In the mid-infrared range (wavelength λ = 3 μm), as our experiments reveal, DIVE-based PIRL technology permits deep cornea-penetrating cuts and, therefore, does not present any limitation to corneal transplant surgery.

Additionally, to the best of our knowledge, besides the non-mechanical excimer trephination using an erodible mask, the PIRL is the only laser system enabling contact-free penetrating cuts in corneal tissue [24-28].

Although optical scattering is stronger in sclera, similar arguments apply, and experiments are in progress to test the feasibility of PIRL for cutting sclera and for glaucoma surgery.

Here we report on the highly efficient ablation of healthy cornea using a 300-ps laser pulses tuned to the O-H stretch vibrational band of water molecules—a main component of corneal tissue. PIRL technology is still in its early stage. To date there are only two prototypes available. Despite these promising results, there are limitations concerning cutting features and applicability. The current PIRL output beam must be focused to a tight spot in order to achieve a significant photon density for ablation to occur; however, the prototype does not possess any autofocus function [16]. Hence, suboptimal focusing may occur, leading to decreased ablation efficiency and subsequent deposition of unfocused laser energy as heat.

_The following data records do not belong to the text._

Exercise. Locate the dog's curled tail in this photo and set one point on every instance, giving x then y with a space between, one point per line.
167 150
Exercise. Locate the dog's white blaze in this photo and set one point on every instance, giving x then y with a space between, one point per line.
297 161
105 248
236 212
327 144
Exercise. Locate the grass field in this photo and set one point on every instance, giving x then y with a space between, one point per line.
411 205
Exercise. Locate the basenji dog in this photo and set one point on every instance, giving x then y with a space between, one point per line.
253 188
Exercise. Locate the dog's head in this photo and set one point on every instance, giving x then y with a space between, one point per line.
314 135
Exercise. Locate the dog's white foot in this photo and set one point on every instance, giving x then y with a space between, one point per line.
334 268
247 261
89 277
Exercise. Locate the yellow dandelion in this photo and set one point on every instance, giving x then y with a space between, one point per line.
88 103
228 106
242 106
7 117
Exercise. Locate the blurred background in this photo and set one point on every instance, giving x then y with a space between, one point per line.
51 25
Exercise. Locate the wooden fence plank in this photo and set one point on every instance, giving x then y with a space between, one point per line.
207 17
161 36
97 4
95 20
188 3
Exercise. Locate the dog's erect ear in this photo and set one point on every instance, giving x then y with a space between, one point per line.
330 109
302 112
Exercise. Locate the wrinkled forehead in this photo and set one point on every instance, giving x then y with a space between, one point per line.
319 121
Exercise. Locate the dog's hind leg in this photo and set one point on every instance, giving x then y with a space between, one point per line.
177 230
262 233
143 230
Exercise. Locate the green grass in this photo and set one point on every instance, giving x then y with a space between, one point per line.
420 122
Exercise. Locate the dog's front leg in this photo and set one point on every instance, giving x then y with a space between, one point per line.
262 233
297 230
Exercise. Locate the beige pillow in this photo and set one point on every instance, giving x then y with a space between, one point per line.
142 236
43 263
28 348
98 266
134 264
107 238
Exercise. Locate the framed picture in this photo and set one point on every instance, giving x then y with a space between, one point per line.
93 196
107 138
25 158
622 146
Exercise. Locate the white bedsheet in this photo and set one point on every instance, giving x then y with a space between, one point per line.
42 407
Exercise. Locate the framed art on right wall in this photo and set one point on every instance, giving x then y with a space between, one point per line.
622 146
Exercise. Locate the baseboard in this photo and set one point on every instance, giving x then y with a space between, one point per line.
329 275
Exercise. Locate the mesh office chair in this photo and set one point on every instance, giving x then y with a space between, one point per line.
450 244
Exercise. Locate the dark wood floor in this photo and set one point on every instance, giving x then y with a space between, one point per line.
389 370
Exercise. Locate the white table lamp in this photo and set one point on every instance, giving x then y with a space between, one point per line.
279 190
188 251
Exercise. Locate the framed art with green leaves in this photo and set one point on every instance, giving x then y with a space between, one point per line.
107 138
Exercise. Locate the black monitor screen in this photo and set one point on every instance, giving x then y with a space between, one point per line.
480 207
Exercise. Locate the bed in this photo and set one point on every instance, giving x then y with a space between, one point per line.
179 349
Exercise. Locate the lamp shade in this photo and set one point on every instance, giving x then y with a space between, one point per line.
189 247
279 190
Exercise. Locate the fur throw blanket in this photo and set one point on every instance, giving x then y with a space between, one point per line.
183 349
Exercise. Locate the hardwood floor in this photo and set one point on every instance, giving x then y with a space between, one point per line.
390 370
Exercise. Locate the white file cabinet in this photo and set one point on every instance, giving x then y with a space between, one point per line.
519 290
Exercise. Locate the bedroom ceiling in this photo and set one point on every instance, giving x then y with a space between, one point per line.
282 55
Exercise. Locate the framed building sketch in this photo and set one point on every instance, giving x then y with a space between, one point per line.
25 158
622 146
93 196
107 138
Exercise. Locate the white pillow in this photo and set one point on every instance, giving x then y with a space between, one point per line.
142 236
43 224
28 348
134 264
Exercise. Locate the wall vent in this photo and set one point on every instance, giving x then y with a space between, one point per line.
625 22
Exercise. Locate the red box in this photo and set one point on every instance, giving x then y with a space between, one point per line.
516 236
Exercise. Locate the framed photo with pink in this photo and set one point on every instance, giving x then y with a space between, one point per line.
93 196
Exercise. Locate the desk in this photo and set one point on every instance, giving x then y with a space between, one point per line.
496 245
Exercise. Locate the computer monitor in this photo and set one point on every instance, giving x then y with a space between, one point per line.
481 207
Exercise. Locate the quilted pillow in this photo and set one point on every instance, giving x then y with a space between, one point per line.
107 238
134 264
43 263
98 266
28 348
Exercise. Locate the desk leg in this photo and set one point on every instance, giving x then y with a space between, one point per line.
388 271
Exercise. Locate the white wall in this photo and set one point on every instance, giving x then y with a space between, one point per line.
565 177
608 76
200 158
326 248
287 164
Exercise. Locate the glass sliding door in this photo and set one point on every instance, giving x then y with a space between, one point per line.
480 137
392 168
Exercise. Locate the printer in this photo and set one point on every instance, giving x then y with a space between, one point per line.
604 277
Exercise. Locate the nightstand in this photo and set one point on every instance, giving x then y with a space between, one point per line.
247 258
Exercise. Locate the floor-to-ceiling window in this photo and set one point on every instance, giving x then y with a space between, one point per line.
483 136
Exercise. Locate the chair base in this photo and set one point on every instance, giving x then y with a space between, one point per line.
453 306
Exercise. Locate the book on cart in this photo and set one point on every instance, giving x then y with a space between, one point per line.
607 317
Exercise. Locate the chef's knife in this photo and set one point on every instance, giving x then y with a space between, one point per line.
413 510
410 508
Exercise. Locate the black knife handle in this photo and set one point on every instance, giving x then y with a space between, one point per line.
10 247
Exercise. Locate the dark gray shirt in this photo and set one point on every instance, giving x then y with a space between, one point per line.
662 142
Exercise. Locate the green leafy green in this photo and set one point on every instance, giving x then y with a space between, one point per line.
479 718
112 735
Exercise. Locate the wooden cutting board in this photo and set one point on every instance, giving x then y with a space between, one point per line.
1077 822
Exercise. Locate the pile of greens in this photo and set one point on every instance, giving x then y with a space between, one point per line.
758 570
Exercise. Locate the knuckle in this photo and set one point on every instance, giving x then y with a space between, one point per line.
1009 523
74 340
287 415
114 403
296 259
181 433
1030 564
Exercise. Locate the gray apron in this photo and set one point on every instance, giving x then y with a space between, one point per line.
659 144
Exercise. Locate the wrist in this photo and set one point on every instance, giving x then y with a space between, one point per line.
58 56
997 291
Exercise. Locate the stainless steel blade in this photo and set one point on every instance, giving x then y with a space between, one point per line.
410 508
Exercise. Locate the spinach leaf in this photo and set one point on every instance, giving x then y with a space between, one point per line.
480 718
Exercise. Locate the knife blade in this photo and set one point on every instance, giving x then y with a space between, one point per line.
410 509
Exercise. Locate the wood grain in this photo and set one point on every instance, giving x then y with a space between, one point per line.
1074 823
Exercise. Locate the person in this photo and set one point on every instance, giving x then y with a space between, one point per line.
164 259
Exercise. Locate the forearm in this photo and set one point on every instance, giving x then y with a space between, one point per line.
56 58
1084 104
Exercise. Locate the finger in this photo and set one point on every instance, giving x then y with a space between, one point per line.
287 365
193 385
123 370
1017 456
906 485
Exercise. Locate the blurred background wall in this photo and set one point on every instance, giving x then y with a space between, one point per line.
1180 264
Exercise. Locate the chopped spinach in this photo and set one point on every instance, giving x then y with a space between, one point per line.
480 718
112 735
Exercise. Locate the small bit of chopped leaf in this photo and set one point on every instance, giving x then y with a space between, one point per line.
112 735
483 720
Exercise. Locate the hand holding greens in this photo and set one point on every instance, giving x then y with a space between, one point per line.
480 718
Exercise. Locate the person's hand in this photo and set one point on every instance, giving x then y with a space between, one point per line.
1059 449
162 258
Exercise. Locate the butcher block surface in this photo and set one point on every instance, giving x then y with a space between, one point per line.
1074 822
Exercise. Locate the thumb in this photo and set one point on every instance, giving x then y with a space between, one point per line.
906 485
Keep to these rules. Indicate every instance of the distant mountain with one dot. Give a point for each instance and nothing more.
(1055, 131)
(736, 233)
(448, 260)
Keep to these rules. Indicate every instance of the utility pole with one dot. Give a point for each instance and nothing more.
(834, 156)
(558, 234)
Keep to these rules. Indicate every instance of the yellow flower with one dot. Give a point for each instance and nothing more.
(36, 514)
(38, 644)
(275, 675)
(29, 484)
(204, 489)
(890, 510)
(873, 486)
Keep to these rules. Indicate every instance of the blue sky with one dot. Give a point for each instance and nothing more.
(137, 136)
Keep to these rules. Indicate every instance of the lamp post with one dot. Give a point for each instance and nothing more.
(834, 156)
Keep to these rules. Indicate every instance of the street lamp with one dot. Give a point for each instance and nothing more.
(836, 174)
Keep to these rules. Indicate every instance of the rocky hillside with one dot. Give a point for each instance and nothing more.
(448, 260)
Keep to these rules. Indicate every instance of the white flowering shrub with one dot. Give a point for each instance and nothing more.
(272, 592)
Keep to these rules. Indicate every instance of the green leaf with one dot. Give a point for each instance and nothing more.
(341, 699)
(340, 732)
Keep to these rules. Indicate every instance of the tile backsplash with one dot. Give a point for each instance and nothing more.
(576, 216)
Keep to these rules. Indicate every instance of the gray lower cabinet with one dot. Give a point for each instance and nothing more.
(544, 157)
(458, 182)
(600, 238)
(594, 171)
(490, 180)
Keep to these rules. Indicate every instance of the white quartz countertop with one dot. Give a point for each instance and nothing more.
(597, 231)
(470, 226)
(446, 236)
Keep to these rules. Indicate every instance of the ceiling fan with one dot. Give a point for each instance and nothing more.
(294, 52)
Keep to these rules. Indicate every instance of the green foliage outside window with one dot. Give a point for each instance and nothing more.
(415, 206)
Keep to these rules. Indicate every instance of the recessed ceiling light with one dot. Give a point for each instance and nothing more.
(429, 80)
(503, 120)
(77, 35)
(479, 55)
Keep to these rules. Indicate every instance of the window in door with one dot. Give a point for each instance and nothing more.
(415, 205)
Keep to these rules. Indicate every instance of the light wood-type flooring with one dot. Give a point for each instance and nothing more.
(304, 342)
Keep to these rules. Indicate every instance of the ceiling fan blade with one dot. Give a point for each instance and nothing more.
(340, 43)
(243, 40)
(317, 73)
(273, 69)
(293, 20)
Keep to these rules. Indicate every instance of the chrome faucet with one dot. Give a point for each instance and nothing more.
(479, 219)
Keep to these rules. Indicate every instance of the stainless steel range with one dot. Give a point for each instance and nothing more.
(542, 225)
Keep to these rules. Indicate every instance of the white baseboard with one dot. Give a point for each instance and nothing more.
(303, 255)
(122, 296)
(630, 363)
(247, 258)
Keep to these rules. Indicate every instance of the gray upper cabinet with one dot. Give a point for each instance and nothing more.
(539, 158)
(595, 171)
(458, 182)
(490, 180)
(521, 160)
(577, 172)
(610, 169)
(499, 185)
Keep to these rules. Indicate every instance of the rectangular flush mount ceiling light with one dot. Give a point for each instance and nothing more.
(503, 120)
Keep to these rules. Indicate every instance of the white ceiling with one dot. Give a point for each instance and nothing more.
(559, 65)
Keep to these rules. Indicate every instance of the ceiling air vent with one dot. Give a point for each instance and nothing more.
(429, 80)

To the best of our knowledge, this is the first report showing that wavelengths in the mid-infrared range centered at 3 μm are efficient for obtaining applanation-free deep cuts on healthy postmortem cornea. Since the fundamental action of the PIRL laser aims at O-H bonds, edematous (H20 enriched) corneae should be ideal candidates for PIRL cutting. Therefore, we have initiated experiments focusing on cutting pathological tissues.

Conclusion

Mid-infrared pulses are an effective tool for corneal incisional surgery, such as cornea transplantation. The pulses are tuned to one of the dominant vibrational states of the tissue (λ = 2.96 μm) with pulse durations that are sufficiently short (300 ps) to deposit heat through ultrafast vibrational relaxation but with intensities small enough to avoid plasma formation. Future wound healing and in vivo experiments will be needed to confirm this promising approach.